The problem with HIV is that it attacks and kills the very cells of the immune system that are supposed to protect us from infections — white blood cells. But a new technique, developed by scientists at The Scripps Research Institute (TSRI) in La Jolla, California, offers a distinct HIV-killing advantage.
Once inside a white blood cell called a CD4, the virus takes over the cell's DNA and uses it to make copies of HIV. The new viruses burst out of the cells, killing them in the process. So, not only is HIV multiplying, in the process, it is killing the immune cells that should be defending our bodies against it.
HIV is one tough virus. It is an expert at eluding the body's defenses by hiding out where the immune system can't find it. And if any virus is left in the body, the infection can flare up again. That's why more than 1.2 million people in the US are living with HIV. We can (mostly) control it with antiviral drugs, but we haven't been able to eliminate it from the body completely.
Antibodies are specialized proteins that fight foreign bacteria and viruses in the body and, whether produced by the body or injected in a vaccine, they usually float around in the blood, just hoping to encounter an infectious agent.
The research team at TSRI discovered a way to engineer antibodies so they'd stay in the way of the pathogen — by having them attach to the surface of immune cells. There, they block HIV from gaining access to cells and setting up an infection. But that's not all.
Not all the immune cells end up with the engineered antibody tethered to them, and those can still be infected and killed by HIV. That means that the cells that survive are uninfected with HIV. While dying immune system cells sounds like a bad thing, in this case, it's a critical step in ridding the body of HIV.
The scientists developed their antibody to cling to a cell's surface — the cells HIV wants to attack — and there they block HIV from accessing a critical cell receptor they need to gain access to the cell and set up an infection.
In preliminary testing, the research team set up a system using rhinovirus, the common cold virus. The researchers used a virus, called lentivirus, to deliver a gene into human cells in a petri dish. The gene caused the cells to produce a type of antibody that binds to a receptor on the human cells needed by rhinovirus to enter the cell, called ICAM-1. Once produced by the cells, the antibody remained tethered to the ICAM-1 receptor.
When the researchers added rhinovirus to the cells, most of them died from the viral infection — because the antibody did not protect most of them. However, after 125 hours, those cells whose ICAM-1 receptors were covered with an antibody were still alive. And, more importantly, they were uninfected.
Cells without antibody protection died off, leaving protected cells to survive and multiply, passing on the protective antibody-producing gene to new cells. The scientists had succeeded in forcing the cells into a survival-of-the-uninfected game, so they moved on to try out the technique with HIV.

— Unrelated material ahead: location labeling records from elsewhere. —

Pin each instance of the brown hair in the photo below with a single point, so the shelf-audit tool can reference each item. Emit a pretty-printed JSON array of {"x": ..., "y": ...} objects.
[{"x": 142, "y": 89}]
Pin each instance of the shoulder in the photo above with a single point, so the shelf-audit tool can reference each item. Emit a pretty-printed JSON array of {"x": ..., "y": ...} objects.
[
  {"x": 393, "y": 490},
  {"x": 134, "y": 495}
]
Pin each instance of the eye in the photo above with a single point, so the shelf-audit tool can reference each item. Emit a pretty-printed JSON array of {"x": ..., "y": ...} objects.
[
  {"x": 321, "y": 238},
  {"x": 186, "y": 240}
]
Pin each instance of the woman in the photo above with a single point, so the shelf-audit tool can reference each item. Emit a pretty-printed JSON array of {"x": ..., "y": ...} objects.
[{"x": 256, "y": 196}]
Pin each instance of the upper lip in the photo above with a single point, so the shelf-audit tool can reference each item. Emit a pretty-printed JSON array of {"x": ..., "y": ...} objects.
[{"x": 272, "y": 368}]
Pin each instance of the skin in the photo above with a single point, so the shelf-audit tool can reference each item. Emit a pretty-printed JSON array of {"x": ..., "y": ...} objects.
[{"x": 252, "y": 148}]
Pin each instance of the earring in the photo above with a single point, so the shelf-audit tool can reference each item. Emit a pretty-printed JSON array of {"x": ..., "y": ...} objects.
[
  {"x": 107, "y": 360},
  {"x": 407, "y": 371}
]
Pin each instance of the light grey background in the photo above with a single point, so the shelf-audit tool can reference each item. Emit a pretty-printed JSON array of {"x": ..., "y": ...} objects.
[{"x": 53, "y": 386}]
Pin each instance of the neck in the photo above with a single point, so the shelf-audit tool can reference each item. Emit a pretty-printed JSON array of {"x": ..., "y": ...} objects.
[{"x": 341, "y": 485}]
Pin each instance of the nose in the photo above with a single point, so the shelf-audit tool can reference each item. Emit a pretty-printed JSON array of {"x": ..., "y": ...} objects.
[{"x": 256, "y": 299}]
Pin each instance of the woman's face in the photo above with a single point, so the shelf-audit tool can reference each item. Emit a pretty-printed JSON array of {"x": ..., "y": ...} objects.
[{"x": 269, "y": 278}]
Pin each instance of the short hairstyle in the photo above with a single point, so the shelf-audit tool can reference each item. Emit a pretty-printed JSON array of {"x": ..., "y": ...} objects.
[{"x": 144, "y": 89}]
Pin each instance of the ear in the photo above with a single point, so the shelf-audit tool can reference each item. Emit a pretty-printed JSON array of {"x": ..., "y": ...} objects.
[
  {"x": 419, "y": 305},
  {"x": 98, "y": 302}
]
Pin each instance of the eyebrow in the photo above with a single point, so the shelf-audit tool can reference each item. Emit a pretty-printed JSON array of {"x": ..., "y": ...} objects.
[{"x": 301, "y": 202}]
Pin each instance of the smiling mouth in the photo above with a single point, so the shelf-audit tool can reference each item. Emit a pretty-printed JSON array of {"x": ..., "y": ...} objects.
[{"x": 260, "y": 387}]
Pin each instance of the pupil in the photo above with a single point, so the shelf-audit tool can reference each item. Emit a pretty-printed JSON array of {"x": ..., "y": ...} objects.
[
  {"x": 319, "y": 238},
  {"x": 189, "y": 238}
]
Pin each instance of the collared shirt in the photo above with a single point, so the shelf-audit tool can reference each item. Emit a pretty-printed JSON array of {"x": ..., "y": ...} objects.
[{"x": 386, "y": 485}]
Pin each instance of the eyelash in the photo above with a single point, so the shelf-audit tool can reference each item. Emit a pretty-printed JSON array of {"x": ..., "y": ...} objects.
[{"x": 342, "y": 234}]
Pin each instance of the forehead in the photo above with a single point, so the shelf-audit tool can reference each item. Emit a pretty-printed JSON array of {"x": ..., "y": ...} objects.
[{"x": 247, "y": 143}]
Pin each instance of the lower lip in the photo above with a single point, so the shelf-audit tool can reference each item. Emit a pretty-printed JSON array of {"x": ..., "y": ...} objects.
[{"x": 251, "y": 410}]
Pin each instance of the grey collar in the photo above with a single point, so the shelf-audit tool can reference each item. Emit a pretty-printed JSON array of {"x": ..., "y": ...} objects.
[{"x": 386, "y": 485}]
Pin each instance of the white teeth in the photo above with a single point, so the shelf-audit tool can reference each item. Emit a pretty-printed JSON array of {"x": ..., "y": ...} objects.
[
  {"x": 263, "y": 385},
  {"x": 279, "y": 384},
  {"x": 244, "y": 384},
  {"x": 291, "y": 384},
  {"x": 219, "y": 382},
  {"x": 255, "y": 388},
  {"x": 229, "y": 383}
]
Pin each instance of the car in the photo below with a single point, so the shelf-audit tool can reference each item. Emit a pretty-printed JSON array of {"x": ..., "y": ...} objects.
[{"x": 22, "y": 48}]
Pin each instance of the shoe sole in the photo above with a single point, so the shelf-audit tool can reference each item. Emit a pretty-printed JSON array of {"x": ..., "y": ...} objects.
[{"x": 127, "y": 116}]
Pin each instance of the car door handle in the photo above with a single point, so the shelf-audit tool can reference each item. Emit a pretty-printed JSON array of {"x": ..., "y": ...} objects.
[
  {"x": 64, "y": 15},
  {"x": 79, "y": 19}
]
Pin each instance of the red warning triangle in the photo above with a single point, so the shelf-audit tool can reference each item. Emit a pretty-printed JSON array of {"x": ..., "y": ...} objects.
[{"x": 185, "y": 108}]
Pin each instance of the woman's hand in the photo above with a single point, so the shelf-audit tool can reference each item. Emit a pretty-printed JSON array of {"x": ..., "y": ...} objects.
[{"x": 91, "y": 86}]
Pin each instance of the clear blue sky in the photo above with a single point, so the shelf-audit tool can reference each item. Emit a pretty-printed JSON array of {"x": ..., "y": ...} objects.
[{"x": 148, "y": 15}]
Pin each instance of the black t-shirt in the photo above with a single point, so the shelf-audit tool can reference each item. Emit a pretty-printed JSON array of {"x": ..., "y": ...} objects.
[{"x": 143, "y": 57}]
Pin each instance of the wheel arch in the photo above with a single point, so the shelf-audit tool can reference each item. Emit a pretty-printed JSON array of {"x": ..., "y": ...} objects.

We know that HIV binds to the CD4 receptor on a subset of white blood cells. Finding the appropriate antibody for the CD4 receptor was a little trickier. They didn't want whatever antibody they chose to block critical functions of the cell. Luckily, because there are whole libraries of antibodies to select from, the scientists found an antibody that could block virus infection while not interfering with the normal functions of the receptor.
Again, their technique worked. The scientists chose genes to insert into the DNA of CD4 cells that would produce antibodies to HIV. Like the rhinovirus experiment, the antibodies from these genes ended up tethered to their surface and blocked the HIV from getting into the cells.
After HIV was added, the cells without antibodies covering the CD4 receptors became infected and died, but those with antibodies on their surface survived, and the antibody prevented them from getting infected with HIV.
This novel technique represents a potential mechanism to eliminate HIV infections, instead of just controlling it with antiviral agents. No more residual virus hiding out in small undetectable pools of immune cells. In this system, they would have no hiding place, because there'd be no cells they could infect without killing them.
In humans, this process would require a kind of genetic engineering. Doctors would infect patients with a virus that would insert a gene into their cells which would make the protective antibodies. Doctors could use this same approach for "vaccination, passive antibodies, or small molecule drug therapy," according to the study's authors. "All these approaches are aimed at HIV itself, whereas MTAs (membrane-tethered antibodies) target the host and work in conjunction with the process of selection."
In the ultimate coup, "paradoxically, the virus becomes the driving force for selection of a resistant host who no longer harbors virus."